Es ist Samstagabend und sie verbringt den Abend zwischen Immobilienscout24 und WG gesucht, vagen Vorstellungen und konfliktreichen Kompromissen, großen Plänen und größer werdender Zeitnot - oder kurz: auf Wohnungssuche. Wer im Netz nach Wohnungen fischt, muss nicht gut aussehen: Sie trägt ein ausgewaschenes T-Shirt und eine abgeliebte, rosa Schlafanzuhose, die sie durch ihre Jugend begleitet hat. Auf ihrem Gesicht wirkt eine Entspannungsmaske mit Kiwi-Litschiduft ein. Ob sie wirkt, kann sie nicht sagen - sie könnte es aber gebrauchen. Denn es sind nicht nur lichtdurchflutete, bezahlbare, renovierte Quadratmeter Wohnfläche, die sie sucht - sondern auch Orientierung, Halt - aber nicht an bunten Strohhalmen, die aus Cocktailgläsern emporragen. Klar sind nur die Fakten, die der Kopf schwarz auf weiß registriert hat, das Herz aber erst sortieren, kategorisieren, interpretieren muss: Sie wird Klassenzimmer gegen Hörsaal tauschen. Klassenkameraden gegen Kommilitonen. Schulwissen gegen Journalistik. Schleswig-Holstein gegen Nordrhein-Westfalen. Heimat gegen ... Zuhause.
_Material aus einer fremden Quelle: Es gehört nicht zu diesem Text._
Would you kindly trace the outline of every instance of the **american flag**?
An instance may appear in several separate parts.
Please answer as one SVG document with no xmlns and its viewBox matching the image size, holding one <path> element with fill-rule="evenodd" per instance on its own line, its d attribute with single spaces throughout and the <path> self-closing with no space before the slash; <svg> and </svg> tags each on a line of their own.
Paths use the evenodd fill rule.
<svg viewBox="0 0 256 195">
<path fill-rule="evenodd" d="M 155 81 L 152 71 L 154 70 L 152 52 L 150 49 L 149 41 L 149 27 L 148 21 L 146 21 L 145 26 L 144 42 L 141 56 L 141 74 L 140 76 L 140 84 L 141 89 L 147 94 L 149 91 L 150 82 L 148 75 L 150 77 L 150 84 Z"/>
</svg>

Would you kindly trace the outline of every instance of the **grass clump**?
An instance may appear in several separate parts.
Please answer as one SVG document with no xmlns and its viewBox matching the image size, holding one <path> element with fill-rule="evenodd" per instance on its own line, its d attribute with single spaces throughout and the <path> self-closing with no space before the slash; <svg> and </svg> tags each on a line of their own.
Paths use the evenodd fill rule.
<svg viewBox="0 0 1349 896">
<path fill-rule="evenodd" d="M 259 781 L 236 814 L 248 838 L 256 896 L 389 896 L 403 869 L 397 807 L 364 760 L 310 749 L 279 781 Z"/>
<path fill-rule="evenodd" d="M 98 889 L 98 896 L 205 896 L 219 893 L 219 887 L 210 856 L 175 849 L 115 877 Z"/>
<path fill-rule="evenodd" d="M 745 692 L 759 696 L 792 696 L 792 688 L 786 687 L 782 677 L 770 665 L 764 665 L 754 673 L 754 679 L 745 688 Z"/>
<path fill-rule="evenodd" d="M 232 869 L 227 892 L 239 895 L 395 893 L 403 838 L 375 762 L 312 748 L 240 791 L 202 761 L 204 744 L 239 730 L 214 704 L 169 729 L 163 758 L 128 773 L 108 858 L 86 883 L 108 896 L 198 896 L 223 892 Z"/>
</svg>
Spätestens in zwei Monaten, wenn sie mit erstsemestertypischer Unsicherheit und ihrer Umhängetasche im Schoolbag-Look (die sie schon erkauft hatte, bevor sie überhaupt wusste, dass zwischen Heimat und Universität vier Autostunden liegen würden) über den Campus Nord der TU Dortmund läuft, wird sie begreifen: Ab jetzt, ab hier, ab genau diesem Atemzug wird die geplante Zukunft zur gelebten Gegenwart. Ein seltsames Gefühl - vielleicht sogar ein ganz für sich selbst interpretiertes I'm-A-Legal-Alien-Gefühl, das Sting 1988 besang. Vielleicht schließen sich Ankommen und Auf der Stecke bleiben - irgendwo auf der A1 zwischen Bremen und Osnabrück - nicht aus. Vielleicht. Vielleicht. Sie will keine wirren Spekulationen, vorschnellen, persönlichen Bedeutungen hinter der Tatsache, dass der erste Eintrag, der sich beim Eintippen ihrer zukünftigen Heimatstadt ins Google-Suchfeld ergibt, der eines Fußballvereins ist, keine wilden Mutmaßungen - nur Mut. Und die Gewissheit, dass dort, wo ein Wille ist, sich auch ein Weg findet - egal, ob er über eine menschenüberfüllte Tanzfläche oder einen Universitätscampus führt.